Phasing using MIRAS or MAD
Get your Electron Density Maps Here!
subtitle: It's like making sauasge; if you knew what went into it, you wouldn't eat it. 
Preparing a useful derivative

There are many things to consider:

1) Safety: When preparing heavy atom derivatives, special care must be taken to prevent poisoning/irradiating yourself or others. 
2) Selection: What heavy atoms are most likely to give you a useful derivative? Consider what side chains are available to ligate the heavy atoms. Also, consider a list of the most successfully used heavy atom reagents. 
3) Screening: Use the native gel test. A band shift is indicative of a coordination of a heavy atom by your protein. 

Requirements: Caution when handling heavy atoms, a native gel (Phast system OK), a few microliters of concentrated protein, and various heavy atom solutions, crystals not necessary at this point. (hurray!)

References:T. J. Boggon and L. Shapiro Structure 8, R143-R149, 2000.

Evaluating Derivative Quality
Isomorphous OR Anomalous
The quality of a heavy atom derivative can be first evaluated by the chi squared test performed on either isomorphous differences or anomalous differences. The chi squared test measures the significance of the signal originating from the heavy atom. If the chi squared statistics suggest that the differences are small, then the putative derivative data is not useful for phasing. If the chi squared statistics are large, then there is hope. 

A positive chi squared test based on isomorphous differences is less reliable than a positive test based on anomalous differences. The poorer reliability of the isomorphous chi squared test is due to non specific heavy atom binding which often causes non-isomorphism between native and derivative crystals ...which in turn causes large chi squared values. Anomalous differences are measured from a single crystal (i.e. perfect isomorphism) so a positive chi squared test is more indicative of a true anomalous signal. Note that the anomalous signal is enhanced by chosing the peak wavelength. To find this wavelength, see the Anomalous Scattering Web Site

Requirements: For isomorphous differences - a complete native data set in scalepack format (.sca file) and 5 degrees of integrated data (.x files) from a derivative data set.

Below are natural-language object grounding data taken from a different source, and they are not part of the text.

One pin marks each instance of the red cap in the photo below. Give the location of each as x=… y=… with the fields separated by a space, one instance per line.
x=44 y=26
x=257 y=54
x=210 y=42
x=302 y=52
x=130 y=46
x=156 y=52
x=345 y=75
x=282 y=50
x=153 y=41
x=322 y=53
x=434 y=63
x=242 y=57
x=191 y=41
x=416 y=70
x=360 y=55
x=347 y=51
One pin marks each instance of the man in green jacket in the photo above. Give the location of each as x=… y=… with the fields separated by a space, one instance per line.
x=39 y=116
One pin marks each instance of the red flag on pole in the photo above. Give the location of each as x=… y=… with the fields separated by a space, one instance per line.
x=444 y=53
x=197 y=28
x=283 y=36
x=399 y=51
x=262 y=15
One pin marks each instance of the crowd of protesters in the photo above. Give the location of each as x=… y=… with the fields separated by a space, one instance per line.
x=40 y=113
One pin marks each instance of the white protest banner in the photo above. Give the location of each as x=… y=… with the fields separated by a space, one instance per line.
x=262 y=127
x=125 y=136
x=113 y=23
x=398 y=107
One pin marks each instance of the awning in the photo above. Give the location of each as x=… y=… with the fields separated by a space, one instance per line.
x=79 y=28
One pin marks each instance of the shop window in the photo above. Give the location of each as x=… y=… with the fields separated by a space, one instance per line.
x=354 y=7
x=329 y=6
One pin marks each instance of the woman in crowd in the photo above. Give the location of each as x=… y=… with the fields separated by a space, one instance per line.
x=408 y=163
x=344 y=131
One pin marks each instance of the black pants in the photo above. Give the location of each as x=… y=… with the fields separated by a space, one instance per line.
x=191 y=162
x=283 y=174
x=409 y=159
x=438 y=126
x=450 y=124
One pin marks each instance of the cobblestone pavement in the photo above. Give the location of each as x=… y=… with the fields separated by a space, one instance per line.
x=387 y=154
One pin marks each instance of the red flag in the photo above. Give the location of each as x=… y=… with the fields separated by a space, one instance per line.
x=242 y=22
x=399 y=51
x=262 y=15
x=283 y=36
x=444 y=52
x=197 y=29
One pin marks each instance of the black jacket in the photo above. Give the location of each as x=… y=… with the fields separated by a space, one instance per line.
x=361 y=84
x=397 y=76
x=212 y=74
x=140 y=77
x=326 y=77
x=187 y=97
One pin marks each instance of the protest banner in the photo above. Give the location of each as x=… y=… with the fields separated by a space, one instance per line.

For anomalous differences - a highly redundant derivative data set in scalepack format (.sca) and processed with "anomalous" or "scale anomalous" flags in scalepack.

Difference Patterson Maps
Isomorphous OR Anomalous

The value of a heavy atom derivative can be more accurately judged from the appearance of a difference Patterson map -- this could be an isomorphous difference Patterson map (i.e. using differences in intensities between a native crystal and a heavy atom derivative) or an anomalous difference Patterson map (i.e. using differences in intensities between Bijvoet pairs). Planning to solve your MIR structure automatically with SOLVE? Check for peaks on your isomorphous difference Patterson first. If you have significant peaks on your Harker section (greater than 4 sigma), then SOLVE is likely to work. If not, then move on to the next derivative. 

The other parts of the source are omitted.